Proteins are made up of amino acids and our body need the 22 amino acids to function well. Nine of these; histidine, isoleucine, leucine, lysine, methionine, phenylalanine, threonine, tryptophan and valine are essential to good health.
If I have a plant-based diet, without animal protein, it is important I get the balance right. Plants are incomplete in amino acids, apart from quinoa and buckwheat . Therefore, I need to ensure my diet gives me all the nourishment I need by introducing other food that will provide me with the nine essential amino acids. However, I do not have to worry as I will not be giving up animal protein anytime soon.

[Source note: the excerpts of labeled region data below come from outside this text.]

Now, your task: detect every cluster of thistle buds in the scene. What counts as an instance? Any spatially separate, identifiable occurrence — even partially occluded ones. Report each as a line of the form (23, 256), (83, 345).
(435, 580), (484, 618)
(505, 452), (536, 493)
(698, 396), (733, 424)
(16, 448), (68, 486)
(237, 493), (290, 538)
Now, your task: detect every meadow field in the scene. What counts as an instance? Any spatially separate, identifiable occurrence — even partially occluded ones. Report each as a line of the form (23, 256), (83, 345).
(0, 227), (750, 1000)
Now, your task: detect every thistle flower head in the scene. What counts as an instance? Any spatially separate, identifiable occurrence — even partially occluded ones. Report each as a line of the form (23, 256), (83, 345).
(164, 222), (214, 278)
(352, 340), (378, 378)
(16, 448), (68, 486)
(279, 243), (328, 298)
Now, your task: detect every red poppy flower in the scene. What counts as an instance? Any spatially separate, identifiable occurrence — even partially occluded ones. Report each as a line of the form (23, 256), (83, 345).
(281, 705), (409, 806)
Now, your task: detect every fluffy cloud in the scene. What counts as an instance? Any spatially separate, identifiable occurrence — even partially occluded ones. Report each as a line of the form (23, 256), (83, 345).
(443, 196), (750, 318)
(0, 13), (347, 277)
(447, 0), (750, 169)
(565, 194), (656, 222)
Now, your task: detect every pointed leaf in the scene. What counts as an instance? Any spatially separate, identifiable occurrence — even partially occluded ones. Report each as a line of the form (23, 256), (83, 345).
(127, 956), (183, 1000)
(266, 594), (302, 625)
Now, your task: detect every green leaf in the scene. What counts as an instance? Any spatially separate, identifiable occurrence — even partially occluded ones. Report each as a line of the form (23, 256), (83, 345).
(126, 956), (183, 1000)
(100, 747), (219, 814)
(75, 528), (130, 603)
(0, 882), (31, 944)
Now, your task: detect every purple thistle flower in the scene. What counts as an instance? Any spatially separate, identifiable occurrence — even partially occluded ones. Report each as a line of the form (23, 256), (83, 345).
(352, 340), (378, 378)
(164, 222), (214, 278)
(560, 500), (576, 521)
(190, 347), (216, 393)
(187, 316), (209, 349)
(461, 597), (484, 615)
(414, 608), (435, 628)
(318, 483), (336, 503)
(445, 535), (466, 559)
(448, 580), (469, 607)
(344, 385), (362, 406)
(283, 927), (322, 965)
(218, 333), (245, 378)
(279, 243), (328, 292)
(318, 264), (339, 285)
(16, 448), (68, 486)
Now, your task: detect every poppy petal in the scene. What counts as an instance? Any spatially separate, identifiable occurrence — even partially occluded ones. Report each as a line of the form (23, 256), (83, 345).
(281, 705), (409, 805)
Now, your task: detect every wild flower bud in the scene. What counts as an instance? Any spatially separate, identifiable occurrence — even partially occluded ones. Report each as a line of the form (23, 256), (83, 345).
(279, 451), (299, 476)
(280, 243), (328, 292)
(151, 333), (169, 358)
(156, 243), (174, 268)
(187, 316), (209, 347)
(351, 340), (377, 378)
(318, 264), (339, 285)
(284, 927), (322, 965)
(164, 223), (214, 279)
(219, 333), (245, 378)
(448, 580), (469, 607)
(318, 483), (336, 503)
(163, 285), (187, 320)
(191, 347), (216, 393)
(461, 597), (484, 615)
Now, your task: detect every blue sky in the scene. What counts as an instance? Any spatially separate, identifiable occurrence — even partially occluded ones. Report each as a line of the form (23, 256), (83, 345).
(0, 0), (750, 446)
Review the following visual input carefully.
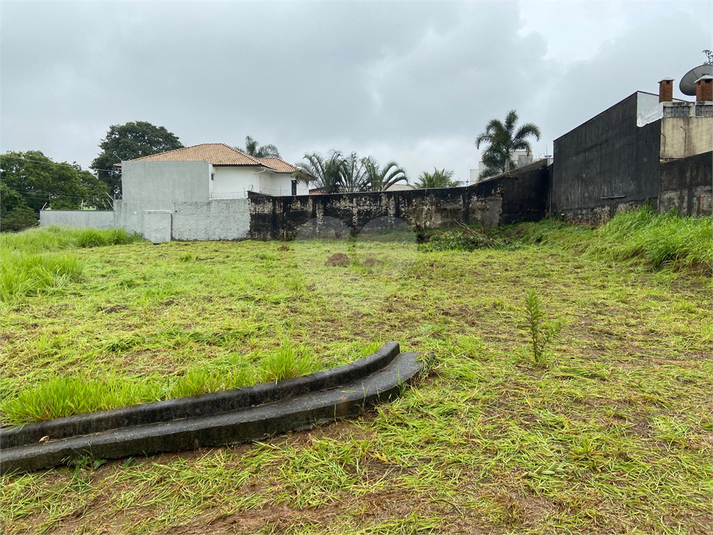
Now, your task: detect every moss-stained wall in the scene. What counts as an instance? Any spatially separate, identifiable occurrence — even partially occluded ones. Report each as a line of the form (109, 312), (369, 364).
(658, 151), (713, 216)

Animal products that are complete sources of protein, include red meat, fish, chicken and dairy products. Animal products have saturated fat and high levels of cholesterol. Therefore, to offset this my diet also consists of fruit, grains, legumes, dairy and vegetables.

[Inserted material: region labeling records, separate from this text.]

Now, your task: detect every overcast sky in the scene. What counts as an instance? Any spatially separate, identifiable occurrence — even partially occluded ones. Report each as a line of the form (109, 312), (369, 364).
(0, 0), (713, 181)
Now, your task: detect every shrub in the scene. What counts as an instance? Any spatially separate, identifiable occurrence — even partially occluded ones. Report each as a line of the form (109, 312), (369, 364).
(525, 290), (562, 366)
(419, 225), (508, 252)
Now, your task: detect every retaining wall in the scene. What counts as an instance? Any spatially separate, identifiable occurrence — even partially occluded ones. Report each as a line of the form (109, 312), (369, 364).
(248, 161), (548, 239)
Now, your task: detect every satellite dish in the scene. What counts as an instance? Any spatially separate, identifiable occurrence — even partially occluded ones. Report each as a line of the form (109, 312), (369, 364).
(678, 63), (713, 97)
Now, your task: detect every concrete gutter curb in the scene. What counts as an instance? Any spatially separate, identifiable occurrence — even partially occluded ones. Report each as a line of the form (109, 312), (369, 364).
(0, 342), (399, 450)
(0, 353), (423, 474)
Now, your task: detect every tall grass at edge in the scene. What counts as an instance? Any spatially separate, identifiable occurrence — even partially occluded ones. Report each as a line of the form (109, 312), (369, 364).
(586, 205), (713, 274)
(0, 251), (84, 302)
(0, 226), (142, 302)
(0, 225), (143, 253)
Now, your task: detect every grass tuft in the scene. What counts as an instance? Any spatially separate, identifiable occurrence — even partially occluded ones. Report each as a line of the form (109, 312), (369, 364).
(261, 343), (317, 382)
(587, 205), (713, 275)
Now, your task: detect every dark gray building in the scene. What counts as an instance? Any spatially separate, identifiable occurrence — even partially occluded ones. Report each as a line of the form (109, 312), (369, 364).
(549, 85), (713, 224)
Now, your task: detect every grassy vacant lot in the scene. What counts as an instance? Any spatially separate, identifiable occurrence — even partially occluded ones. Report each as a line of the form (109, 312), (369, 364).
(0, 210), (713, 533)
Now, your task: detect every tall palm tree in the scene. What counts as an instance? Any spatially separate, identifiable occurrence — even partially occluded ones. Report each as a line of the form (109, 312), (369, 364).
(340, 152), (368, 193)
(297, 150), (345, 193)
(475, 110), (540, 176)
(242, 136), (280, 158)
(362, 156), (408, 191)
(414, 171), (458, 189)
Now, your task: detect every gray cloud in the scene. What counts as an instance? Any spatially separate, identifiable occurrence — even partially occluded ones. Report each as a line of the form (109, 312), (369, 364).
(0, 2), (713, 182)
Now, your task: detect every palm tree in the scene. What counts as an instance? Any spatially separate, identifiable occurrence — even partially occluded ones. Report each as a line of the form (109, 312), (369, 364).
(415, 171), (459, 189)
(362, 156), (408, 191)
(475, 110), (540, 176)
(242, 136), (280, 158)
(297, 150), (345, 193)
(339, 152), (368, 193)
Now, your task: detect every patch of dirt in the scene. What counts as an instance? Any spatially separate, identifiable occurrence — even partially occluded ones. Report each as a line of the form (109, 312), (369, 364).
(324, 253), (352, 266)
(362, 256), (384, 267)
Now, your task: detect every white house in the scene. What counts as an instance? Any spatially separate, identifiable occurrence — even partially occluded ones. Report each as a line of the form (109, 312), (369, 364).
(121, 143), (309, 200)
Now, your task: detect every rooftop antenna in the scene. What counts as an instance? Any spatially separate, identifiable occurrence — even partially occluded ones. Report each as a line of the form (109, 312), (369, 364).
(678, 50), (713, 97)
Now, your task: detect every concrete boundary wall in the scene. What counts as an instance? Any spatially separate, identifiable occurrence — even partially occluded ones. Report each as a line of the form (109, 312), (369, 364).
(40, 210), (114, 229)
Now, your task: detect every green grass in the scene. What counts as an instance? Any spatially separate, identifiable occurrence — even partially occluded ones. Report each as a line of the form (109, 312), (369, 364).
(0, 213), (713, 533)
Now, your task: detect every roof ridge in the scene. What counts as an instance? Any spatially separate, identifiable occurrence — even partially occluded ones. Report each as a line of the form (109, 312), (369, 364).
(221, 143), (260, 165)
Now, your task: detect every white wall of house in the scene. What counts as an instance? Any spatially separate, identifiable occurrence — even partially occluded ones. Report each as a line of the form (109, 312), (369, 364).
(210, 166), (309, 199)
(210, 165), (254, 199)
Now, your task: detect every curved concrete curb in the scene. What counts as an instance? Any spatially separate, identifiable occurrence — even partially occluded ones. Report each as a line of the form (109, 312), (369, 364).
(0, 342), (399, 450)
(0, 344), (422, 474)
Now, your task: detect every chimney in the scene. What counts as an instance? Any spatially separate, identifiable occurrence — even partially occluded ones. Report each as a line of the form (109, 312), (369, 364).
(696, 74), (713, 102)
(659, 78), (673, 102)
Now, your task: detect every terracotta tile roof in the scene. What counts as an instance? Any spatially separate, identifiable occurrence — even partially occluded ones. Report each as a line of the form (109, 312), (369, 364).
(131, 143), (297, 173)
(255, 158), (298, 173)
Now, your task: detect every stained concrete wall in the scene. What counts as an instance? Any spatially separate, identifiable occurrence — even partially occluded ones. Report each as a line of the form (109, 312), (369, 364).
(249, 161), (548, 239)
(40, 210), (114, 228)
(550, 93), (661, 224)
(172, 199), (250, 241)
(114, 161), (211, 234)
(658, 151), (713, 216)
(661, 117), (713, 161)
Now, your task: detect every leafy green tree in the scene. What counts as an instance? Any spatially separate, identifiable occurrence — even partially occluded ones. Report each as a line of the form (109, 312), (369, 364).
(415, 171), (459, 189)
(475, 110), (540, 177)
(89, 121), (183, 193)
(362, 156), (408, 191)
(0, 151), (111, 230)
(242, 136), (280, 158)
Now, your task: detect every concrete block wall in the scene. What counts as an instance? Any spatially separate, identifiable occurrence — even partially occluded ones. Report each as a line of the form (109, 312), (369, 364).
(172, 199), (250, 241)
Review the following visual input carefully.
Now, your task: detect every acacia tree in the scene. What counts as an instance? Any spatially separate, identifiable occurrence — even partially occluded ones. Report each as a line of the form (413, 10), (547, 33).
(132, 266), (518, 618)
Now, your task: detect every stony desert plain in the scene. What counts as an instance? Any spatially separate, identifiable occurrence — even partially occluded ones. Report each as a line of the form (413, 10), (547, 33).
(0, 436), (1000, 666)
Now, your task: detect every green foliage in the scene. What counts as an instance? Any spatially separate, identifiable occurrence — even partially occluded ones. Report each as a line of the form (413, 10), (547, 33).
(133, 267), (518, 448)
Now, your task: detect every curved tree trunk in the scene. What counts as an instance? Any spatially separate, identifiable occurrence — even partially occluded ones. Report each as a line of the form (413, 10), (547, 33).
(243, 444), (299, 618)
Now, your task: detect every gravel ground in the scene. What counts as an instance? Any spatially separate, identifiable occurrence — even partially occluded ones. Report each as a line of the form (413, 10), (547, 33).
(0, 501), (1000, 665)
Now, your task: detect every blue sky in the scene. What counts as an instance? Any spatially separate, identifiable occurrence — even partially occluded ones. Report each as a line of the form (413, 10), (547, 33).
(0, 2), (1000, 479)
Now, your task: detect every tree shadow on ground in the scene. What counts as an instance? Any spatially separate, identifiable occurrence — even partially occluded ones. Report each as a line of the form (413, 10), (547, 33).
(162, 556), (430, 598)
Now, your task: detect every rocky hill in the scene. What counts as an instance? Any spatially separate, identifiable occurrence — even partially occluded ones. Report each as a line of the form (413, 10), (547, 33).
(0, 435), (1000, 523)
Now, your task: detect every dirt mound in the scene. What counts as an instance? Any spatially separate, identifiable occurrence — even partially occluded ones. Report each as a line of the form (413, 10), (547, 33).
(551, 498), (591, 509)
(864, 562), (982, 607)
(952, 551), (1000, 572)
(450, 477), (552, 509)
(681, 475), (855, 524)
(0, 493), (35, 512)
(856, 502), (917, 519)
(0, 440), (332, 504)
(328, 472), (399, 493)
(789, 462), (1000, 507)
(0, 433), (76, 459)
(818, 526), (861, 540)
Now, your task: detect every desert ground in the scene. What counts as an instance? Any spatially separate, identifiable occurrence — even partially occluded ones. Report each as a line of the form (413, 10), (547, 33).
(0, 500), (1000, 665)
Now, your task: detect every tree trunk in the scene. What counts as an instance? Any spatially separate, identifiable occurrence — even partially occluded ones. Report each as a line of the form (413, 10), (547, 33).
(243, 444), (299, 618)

I enjoy red meat, poultry, dairy and fish. I am aware that processed meats have a certain amount of toxins and I want to limit these in my diet. A breakfast of bacon and eggs once a week should not do too much damage! By adding plant-based foods to my animal protein diet I consider this is a balanced diet.

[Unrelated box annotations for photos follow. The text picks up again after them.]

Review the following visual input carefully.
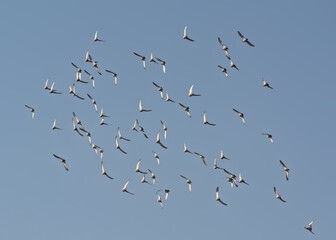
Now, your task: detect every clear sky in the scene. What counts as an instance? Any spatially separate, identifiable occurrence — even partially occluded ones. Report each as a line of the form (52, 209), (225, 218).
(0, 0), (336, 240)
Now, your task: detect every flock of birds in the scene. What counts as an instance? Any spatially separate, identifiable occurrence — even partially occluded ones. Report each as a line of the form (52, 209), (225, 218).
(25, 26), (314, 234)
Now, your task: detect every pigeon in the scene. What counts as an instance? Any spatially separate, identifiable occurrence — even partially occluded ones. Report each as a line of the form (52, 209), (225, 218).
(99, 118), (110, 126)
(261, 133), (274, 143)
(101, 160), (113, 180)
(229, 58), (239, 70)
(232, 108), (245, 125)
(280, 160), (289, 181)
(180, 175), (191, 192)
(72, 119), (83, 136)
(183, 143), (193, 154)
(157, 194), (163, 208)
(155, 131), (167, 149)
(122, 181), (134, 195)
(183, 26), (195, 42)
(238, 173), (249, 185)
(99, 148), (104, 159)
(155, 57), (166, 73)
(132, 120), (138, 132)
(262, 78), (273, 89)
(133, 52), (146, 69)
(105, 70), (118, 86)
(273, 187), (286, 202)
(91, 58), (102, 75)
(203, 112), (216, 126)
(194, 152), (206, 166)
(51, 119), (61, 130)
(93, 31), (105, 42)
(188, 84), (201, 97)
(214, 158), (224, 170)
(85, 51), (91, 62)
(218, 37), (229, 51)
(53, 154), (69, 171)
(223, 168), (237, 179)
(117, 127), (131, 142)
(179, 103), (191, 118)
(87, 94), (98, 112)
(218, 65), (229, 77)
(153, 82), (163, 99)
(166, 93), (175, 103)
(304, 221), (315, 234)
(76, 71), (88, 83)
(226, 177), (238, 187)
(224, 50), (231, 60)
(160, 120), (167, 139)
(238, 31), (254, 47)
(99, 108), (110, 118)
(115, 136), (127, 154)
(148, 169), (155, 184)
(141, 174), (149, 184)
(216, 187), (227, 206)
(49, 82), (62, 94)
(149, 53), (158, 64)
(25, 105), (35, 119)
(72, 112), (82, 126)
(135, 159), (147, 174)
(152, 151), (160, 165)
(139, 99), (152, 112)
(220, 150), (230, 160)
(43, 79), (50, 91)
(84, 70), (96, 88)
(71, 62), (82, 72)
(91, 143), (100, 154)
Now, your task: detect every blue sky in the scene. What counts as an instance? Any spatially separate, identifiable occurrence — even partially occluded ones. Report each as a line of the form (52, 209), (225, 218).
(0, 1), (336, 240)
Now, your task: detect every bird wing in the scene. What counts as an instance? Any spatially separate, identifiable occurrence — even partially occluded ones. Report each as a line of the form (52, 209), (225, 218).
(153, 82), (161, 88)
(238, 31), (245, 38)
(218, 37), (224, 46)
(246, 40), (254, 47)
(133, 52), (143, 58)
(280, 160), (287, 168)
(179, 103), (187, 108)
(232, 108), (241, 114)
(188, 84), (194, 96)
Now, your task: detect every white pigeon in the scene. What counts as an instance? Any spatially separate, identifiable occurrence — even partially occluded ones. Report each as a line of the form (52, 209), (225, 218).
(183, 143), (193, 154)
(218, 65), (229, 77)
(93, 31), (105, 42)
(238, 31), (254, 47)
(232, 108), (245, 125)
(304, 221), (315, 234)
(51, 119), (61, 130)
(273, 187), (286, 202)
(280, 160), (289, 181)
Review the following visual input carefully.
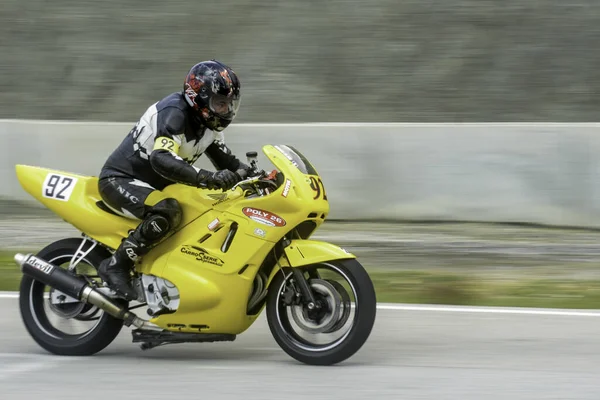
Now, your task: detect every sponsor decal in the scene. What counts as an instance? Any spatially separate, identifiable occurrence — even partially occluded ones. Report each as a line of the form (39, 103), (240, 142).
(242, 207), (286, 226)
(207, 193), (227, 207)
(27, 256), (54, 274)
(281, 179), (292, 197)
(181, 245), (225, 267)
(208, 218), (221, 231)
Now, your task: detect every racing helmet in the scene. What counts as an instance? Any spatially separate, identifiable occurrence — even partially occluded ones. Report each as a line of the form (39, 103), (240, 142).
(183, 59), (241, 132)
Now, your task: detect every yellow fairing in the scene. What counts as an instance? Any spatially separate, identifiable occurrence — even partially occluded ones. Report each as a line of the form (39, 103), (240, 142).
(16, 165), (139, 248)
(16, 145), (354, 334)
(280, 239), (356, 267)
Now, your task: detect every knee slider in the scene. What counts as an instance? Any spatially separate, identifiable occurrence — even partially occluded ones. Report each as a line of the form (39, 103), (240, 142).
(150, 198), (182, 229)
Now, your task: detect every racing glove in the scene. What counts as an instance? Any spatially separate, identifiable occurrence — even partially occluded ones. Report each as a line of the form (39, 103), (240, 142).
(197, 169), (240, 190)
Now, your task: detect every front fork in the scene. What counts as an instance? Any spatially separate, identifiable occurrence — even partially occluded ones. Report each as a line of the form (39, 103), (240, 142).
(283, 268), (323, 312)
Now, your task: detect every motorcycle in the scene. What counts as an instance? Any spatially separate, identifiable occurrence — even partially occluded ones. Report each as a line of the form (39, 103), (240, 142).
(15, 145), (376, 365)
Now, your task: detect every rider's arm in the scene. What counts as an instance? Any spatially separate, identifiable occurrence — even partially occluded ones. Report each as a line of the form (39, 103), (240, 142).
(204, 132), (250, 178)
(150, 107), (212, 186)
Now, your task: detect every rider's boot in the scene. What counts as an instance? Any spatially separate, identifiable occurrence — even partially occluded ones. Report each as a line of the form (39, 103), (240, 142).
(98, 199), (181, 301)
(98, 227), (146, 301)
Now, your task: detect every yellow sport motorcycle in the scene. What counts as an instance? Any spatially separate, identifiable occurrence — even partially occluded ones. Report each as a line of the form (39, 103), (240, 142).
(15, 145), (376, 365)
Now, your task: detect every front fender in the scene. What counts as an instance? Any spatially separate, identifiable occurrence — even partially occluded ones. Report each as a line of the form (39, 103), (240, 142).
(279, 239), (356, 267)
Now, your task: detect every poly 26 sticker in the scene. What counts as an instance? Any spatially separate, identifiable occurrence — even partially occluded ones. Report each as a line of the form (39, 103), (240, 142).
(42, 173), (77, 201)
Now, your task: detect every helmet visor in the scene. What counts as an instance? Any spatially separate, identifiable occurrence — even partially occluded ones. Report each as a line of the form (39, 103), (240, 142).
(208, 93), (240, 119)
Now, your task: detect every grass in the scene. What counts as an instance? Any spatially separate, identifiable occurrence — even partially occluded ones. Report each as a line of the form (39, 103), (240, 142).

To discover more about eating plant-based foods I signed up to the Harvard Medical School newsletter Focus On. Read more about eating plant-based foods and fewer animal proteins here.
We can all get caught up in life, the busyness of life and reach for food that is easy to prepare or that comes pre-packaged. This might be alright occasionally but if it becomes a lifestyle choice it can have an impact on our health.
Now that I am one of those people over 60 I need a healthy and balanced diet. I have always liked juices but until recent times my older juicer has remained in the pantry. It seems that I have a few vintage items in my home! Given that I want more plant-based juices in my diet I bought a new juicer. The pulp (fibre and cellulose) left over is great for the chickens. Yesterday they enjoyed a carrot, green apple and ginger combo. The pulp can also be used in casserole and soups.
The great thing about my new juicer is that I can make up to 2 litre of juices and if stored correctly it will keep for days. What I love about my new juicer is that I do not have to cut up the fruit unless it is large such as a pineapple. An apple goes in whole, voila!
Once again my aim is to introduce more grains, legumes and lentils into our diet. I now subscribe to a food blog Olive Tomato and I am putting together a collection of recipes to try. When my One & Only says to me ‘has it got meat in it?’ – my reply will have to be ‘try it, you might like it!’
I am looking forward to a healthier me in 2020. Share with me what steps you are taking for a healthier you!
Please Note: see your doctor or consult with a dietician if you plan to change or exclude certain food from your diet.